Wednesday, July 3, 2024

Play Lefties Falling For Republican-fascist Election Year Bait Every Time

Michael Sean Winters asks, Why are we fighting over the 10 Commandments?  to which there are a number of answers, the most informative one is a. because it's an election year and Republican-fascists can be counted on to get those ol' liberal-lefty knees jerking over some unconstitutional matter of little real importance, so as to marshal the right-wing knees to jerk themselves to the polls and put them in power.   They do it every election cycle and if they don't do it some liberal-libertarian asshole like Bill Maher can be counted on to do it to get publicity.  If I could be bothered I'd go back and look for my post on his pre-election stupidity, "Religulous" which he put out with similar timing in 2008 and given who he is, probably for the same reason. 

Don't get me wrong, I am absolutely, 100% in on the separation of church and state as a great idea, but like many great ideas it isn't the only great idea.   

Democrats winning elections and governing AND APPOINTING FEDERAL JUDGES AND "JUSTICES" IS A FAR GREATER IDEA. 

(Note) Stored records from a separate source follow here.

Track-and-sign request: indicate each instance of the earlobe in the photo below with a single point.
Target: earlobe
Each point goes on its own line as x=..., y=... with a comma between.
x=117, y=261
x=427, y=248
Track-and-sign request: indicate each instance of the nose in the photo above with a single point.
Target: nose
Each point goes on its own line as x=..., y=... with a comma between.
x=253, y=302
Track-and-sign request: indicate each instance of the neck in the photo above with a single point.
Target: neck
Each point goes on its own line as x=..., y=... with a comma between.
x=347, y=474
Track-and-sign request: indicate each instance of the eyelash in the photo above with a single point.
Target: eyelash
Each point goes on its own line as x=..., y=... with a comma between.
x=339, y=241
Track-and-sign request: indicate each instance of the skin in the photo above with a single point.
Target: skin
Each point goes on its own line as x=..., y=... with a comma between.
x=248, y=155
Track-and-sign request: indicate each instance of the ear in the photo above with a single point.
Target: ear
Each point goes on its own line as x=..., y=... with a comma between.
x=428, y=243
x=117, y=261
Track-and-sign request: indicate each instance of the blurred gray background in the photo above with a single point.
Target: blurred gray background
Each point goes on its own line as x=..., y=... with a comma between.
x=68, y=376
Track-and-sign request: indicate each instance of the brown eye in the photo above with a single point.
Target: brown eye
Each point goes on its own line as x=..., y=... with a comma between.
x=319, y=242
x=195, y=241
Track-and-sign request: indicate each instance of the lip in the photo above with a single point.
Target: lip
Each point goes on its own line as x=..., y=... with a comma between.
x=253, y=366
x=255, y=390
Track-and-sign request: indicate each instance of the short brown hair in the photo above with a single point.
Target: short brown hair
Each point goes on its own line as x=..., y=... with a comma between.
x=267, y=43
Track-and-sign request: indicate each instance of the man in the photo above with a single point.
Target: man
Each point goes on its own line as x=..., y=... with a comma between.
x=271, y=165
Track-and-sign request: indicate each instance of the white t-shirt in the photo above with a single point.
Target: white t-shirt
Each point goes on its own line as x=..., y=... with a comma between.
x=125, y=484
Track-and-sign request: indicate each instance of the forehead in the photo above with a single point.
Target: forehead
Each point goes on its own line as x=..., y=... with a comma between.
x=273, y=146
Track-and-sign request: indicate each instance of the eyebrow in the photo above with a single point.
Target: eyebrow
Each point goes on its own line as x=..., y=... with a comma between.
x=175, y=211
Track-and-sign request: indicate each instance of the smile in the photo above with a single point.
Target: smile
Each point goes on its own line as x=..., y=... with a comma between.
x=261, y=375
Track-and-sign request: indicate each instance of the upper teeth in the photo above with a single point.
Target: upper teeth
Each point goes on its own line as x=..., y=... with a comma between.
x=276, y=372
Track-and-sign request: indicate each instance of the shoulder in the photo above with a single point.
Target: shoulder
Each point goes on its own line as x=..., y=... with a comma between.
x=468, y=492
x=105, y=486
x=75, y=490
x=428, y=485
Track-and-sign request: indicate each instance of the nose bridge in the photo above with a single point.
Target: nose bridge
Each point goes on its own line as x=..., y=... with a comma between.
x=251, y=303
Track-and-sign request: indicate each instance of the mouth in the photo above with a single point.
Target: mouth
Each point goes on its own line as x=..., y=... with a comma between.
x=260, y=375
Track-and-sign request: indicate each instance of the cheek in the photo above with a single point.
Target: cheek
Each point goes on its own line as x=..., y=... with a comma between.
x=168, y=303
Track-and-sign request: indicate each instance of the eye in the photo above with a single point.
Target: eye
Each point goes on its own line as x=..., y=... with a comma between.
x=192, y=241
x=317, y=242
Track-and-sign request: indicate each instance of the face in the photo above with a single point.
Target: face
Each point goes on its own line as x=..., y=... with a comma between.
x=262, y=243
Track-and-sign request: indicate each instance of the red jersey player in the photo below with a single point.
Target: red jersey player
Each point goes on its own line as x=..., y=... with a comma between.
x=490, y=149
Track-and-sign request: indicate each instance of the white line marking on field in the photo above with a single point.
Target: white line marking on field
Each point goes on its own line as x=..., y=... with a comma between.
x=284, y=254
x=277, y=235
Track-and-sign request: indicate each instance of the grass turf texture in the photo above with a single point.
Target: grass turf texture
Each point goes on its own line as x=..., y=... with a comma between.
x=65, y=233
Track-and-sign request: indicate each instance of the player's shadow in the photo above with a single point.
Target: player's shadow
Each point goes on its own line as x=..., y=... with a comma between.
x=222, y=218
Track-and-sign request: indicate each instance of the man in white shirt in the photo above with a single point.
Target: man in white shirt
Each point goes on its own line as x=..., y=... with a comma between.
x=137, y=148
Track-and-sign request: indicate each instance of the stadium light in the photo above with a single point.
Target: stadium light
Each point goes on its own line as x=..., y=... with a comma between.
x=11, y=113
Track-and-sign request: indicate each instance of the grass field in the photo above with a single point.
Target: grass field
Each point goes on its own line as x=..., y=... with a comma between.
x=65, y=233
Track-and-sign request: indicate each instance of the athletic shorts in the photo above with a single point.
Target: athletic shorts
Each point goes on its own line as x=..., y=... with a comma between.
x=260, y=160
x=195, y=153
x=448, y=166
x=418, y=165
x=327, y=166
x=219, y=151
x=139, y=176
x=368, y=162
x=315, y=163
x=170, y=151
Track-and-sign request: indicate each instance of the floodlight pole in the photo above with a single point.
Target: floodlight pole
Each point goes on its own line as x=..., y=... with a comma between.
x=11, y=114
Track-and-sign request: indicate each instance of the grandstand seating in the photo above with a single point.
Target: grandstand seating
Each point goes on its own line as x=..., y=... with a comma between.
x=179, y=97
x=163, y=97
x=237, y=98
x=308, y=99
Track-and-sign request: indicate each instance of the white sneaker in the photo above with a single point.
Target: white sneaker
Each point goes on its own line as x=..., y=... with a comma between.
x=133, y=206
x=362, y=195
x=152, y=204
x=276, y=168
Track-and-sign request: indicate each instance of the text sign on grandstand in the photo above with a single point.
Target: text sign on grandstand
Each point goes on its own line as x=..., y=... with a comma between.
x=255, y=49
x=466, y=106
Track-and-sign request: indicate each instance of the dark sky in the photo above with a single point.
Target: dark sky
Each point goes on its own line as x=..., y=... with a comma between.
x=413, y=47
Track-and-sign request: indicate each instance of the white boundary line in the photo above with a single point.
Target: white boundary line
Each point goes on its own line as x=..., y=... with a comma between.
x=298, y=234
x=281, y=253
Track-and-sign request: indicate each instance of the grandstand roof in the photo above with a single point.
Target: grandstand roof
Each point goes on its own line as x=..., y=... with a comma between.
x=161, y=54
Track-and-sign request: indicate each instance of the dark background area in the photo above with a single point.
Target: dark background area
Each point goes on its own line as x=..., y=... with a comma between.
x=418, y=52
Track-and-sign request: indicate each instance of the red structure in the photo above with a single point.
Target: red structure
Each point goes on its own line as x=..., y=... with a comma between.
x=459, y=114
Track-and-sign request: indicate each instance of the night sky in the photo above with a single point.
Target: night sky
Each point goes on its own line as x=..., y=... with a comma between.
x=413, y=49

I am old enough and come from a small New England yankee dominated town at the very end of the traditional English-Scottish hatred of Catholics and Catholicism around here,  I remember knowing that my first grade teacher didn't like Catholics.  I had thought it was just the French Canadian kids she hated, then I realized she hated Irish Catholics as much.   It did have a real impact on my early life going far past the daily recitation of the Lords Prayer with the customary appendage of the Doxology and being exposed to the KJV.   I was still in school when the Warren Court banned such religious content from public schools and remember it coming of something of a relief.   So I am all in favor of keeping it out of schools.  Though, as I've grown up noticing of those townspeople I grew up with and who had such religious content presented to them at school,  it doesn't seem to have much taken in their lives.  Even the Protestant churches in town are largely empty and I notice no great effect on their moral lives, whether personal and no one's business nor in their public, financial behavior.   If there is some vestige of moral inclination such as "forgive us our debts as we forgive our debtors" or, in the Catholic version replacing "debts" with "trespasses" and "teresspass against us"  I haven't noticed it in many of them.  The ones who went into real estate development are as amoral as Trump.  

So I think it's an important issue but its far from the most important issue, and that's only in so far as children in schools go.    Things like posting the Big 10 in courtrooms?   In Louisiana?  You may as well get worked up over what color they paint the walls.   It is entirely unimportant and no matter what the dolts at the ACLU say, it's not worth getting into a religious brawl over this in any year, least of all a decisive election year.   I don't agree with everything Winters says but it's at least worth considering.  Here's a sample.

At The Hill, Southern Methodist University professor of religious studies Mark Chancey denounced the decision as "alarming." He recalled the incident in 1859 when 11-year-old Thomas Wall, a young Catholic student, refused to recite the Protestant version of the Ten Commandments and had his hands beaten. Surely, such an incident can and should be included in whatever curriculum is devised to explain the historical significance of the Commandments.

"Permanently posting the Ten Commandments in every Louisiana public-school classroom — rendering them unavoidable — unconstitutionally pressures students into religious observance, veneration, and adoption of the state's favored religious scripture," fretted the American Civil Liberties Union in a complaint filed to block the new law.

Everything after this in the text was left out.